Cutro, i superstiti svelano dettagli inquietanti agli inquirenti: eravamo arrivati, ma gli scafisti hanno cambiato rotta e bloccato i nostri telefoni

“La presenza del governo nella sua totalità a Cutro era un segnale che andava dato, innanzitutto per rispetto delle vittime”. Lo evidenzia, in una intervista al Messaggero, il ministro per i Rapporti con il Parlamento Luca Ciriani. Che giudica surreali le polemiche delle opposizioni: “Rispetto alle proteste invece mi lasci precisare che io c’ero giovedì non mi pareva che fossero così prevalenti. Ho visto molti cittadini apprezzare la nostra presenza in Calabria. È surreale invece la narrazione delle opposizioni che pare abbiano più interesse a combattere il governo che i trafficanti. Tra loro in molti sembrano sostenere che il governo abbia agito colposamente, o peggio, dolosamente per favorire la disgrazia, e questo è davvero inaccettabile“.

Inaccettabile tanto più quando si va sempre più delineando il contesto nel quale il naufragio è avvenuto, provocando un numero di vittime che oggi è di 79 persone, tra cui oltre trenta bambini.
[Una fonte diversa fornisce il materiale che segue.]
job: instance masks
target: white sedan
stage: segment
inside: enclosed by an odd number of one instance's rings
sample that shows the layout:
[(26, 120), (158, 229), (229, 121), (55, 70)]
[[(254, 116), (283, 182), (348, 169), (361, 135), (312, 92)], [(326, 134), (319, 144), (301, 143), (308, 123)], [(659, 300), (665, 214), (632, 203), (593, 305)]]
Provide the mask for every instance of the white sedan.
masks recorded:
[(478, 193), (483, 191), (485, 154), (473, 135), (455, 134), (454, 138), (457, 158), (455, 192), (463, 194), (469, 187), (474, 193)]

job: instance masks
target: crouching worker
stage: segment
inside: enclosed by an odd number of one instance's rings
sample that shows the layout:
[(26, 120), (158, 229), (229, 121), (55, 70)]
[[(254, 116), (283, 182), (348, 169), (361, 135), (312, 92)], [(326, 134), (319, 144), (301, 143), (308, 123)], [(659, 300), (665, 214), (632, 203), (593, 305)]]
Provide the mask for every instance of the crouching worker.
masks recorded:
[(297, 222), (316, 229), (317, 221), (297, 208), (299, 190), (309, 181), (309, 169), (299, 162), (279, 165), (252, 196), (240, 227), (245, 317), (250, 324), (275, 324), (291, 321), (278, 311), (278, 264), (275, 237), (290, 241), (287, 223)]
I contorni del quadro si fanno più netti grazie alle testimonianze dei sopravvissuti. I superstiti hanno raccontato agli inquirenti la condotta criminale degli scafisti.
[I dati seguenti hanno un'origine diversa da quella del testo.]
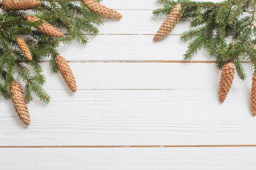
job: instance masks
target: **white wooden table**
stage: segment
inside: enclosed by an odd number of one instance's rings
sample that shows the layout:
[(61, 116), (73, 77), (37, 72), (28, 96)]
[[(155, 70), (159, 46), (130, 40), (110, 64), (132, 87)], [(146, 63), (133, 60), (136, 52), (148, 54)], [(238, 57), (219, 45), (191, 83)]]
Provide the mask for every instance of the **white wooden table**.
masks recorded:
[(166, 17), (151, 15), (160, 6), (156, 1), (102, 3), (122, 20), (105, 20), (87, 46), (59, 49), (70, 62), (76, 93), (46, 61), (44, 88), (52, 99), (28, 105), (30, 126), (0, 99), (0, 170), (255, 170), (249, 65), (247, 79), (236, 76), (221, 104), (213, 60), (202, 51), (181, 62), (187, 45), (179, 37), (189, 23), (154, 42)]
“Appena giunta vicino alla spiaggia italiana, nel tardo pomeriggio del 25 febbraio, uno scafista turco ci ha detto che eravamo giunti in Italia e che potevamo salire sopra coperta per pochi minuti – inizia così il racconto riportato da Adnkronos – di una superstite del naufragio dello scorso 26 febbraio, ascoltata lo scorso primo marzo dagli investigatori che indagano sulla tragedia. Abbiamo fatto pure un piccolo video inneggiando alla fine del viaggio anche se non riuscivamo a vedere la costa. Nonostante ciò l’imbarcazione spegneva il motore senza pertanto navigare verso costa. In quel momento” uno dei due scafisti “faceva dei video con il proprio telefono cellulare inneggiando a un trafficante asserendo che i suoi migranti erano giunti in Italia”.
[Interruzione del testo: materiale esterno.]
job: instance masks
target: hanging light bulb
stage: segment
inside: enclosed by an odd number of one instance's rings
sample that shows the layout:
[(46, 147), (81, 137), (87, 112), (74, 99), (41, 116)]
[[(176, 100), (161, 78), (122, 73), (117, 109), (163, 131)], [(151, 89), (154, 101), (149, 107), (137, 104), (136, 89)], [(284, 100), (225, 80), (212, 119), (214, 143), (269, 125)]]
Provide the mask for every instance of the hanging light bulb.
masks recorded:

“Avete chiesto perché l’imbarcazione non raggiungeva la costa?”, chiede l’inquirente alla donna. Risposta: “Lo abbiamo chiesto ma questi non rispondevano. Intanto il mare diveniva sempre più agitato e uno degli scafisti turchi ci mostrava una mappa sul cellulare cercando di tranquillizzarci e dicendoci che eravamo ormai vicini all’Italia”. “Nonostante ciò noi migranti ci stavamo un po’ agitando perché non comprendevamo il motivo per cui si stava esitando a raggiungere la costa – prosegue la superstite – Peraltro noi non potevamo nemmeno telefonare ai soccorsi perché i membri dell’equipaggio erano dotati di un sistema elettronico che bloccava le linee telefoniche. Gli scafisti invece erano dotati di una ricetrasmittente satellitare ma non chiamavano i soccorsi, peraltro gli scafisti avevano anche invertito la rotta allontanandosi”. In questa fase gli scafisti “scendevano sottocoperta a dirci di non denunciarli alla Polizia in caso di controllo ma di riferire che erano migranti come noi”.

“A un certo punto – è un altro dei racconti raccolti dagli inquirenti – io ho visto delle luci provenienti dalla spiaggia, in quel momento la barca stava navigando ad alta velocità per poi virare repentinamente. Subito dopo questa manovra l’imbarcazione si capovolgeva spezzandosi e imbarcando acqua. A questo punto è scoppiato il panico e ho appreso da altri migranti che gli scafisti erano fuggiti via con un gommone”.